Updated: House Bill 681 was defeated in the House Public Utilities Committee Wednesday, according to reports. Four Republicans, including Wake County Reps. Nelson Dollar and Chris Malone, joined 12 Democrats in voting against the bill in a 16-14 majority.

Renewable Energy Portfolio Standards laws—REPS—have been great for North Carolina, but a new bill would end the REPS requirement, under the guise of protecting the state’s ratepayers.

On Monday, four Republicans in the House filed the NC Energy Ratepayers Protection Act. The bill keeps requirements for utilities to include renewables in their energy portfolios through 2018, but cuts any requirements thereafter.

This is unfortunate.

REPS ensure that a portion of electricity sold by our three investor-owned utilities come from renewable sources (like solar, hydro and wind), ensuring a cleaner environment and a more sustainable future for all of us. These laws are one of the reasons why the state’s solar industry has taken off, allowing the state to rely less on coal or nuclear energy; now, North Carolina has a $4.8 billion clean energy economy which generated $280.7 million for state and local governments last year.

Under the comprehensive Senate Bill 3 in 2007, North Carolina became the 25th state in the country to enact REPS laws which would ensure that by 2021, 12.5 percent of the state’s electricity came from clean energy sources. Senate Bill 3 was passed with broad bipartisan support.
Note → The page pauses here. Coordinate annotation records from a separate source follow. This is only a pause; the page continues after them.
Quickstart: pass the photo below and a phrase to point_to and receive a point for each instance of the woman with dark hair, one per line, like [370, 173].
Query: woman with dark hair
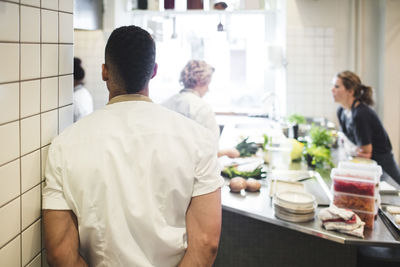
[361, 124]
[83, 102]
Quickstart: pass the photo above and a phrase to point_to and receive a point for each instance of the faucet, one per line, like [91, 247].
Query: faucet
[270, 101]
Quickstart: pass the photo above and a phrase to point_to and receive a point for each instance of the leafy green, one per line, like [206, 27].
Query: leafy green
[232, 171]
[246, 149]
[297, 119]
[320, 136]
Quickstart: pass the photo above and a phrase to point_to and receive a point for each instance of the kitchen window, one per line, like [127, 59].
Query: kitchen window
[247, 49]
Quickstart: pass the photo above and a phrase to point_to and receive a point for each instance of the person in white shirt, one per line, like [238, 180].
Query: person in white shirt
[196, 77]
[133, 183]
[82, 99]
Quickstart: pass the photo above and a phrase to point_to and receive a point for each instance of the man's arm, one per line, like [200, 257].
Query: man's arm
[365, 151]
[61, 238]
[203, 224]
According to the North Carolina Sustainable Energy Association, a nonprofit comprised of clean energy stakeholders, H681 will halt the state’s ability to introduce new energy strategies into its heavily monopolized electric utility sector and deter current and potential clean energy developers from doing business in North Carolina.

“This monopoly control of our utilities limits innovation and market competition,” said Betsy McCorkle, the Director of Government Affairs for the NC Sustainable Energy Association (NCSEA).
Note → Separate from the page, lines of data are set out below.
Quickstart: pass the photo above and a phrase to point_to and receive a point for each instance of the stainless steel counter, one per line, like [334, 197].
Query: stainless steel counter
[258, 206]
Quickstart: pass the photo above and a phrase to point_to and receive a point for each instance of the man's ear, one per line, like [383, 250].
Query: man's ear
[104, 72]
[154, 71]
“(The introduction of REPS laws in S3) was the first real opportunity for clean energy companies to compete with the utilities and offer consumers a choice, all while creating thousands of jobs, expanding business opportunities, pumping billions of dollars into our economy and driving down the cost of clean energy resources.”
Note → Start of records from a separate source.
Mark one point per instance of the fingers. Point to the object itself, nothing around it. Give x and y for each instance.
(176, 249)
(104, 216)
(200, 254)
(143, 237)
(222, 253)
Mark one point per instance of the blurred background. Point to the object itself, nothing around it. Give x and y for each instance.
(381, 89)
NCSEA says that, contrary to what the bill’s sponsors would have us believe, H681 would actually burden ratepayers, who were set to save $615 million in electricity costs by having clean energy in the mix.

We saw a version of this legislation back in 2013 with the same primary sponsors, Mike Hager, R-Burke, Rutherford and Rep. Chris Millis, R-Onslow, Pender. That bill didn’t make it past the committee stage, where H681 now lingers.

“Due to the leadership of our utilities, our state is ahead of schedule in complying with REPS in most areas, while staying well below the ‘cost cap’ that was put in place as protection for consumers,” McCorkle said. “This legislation would be needlessly destructive to a job-creating industry and would result in government interference into a well-functioning market that continues to attract investment.”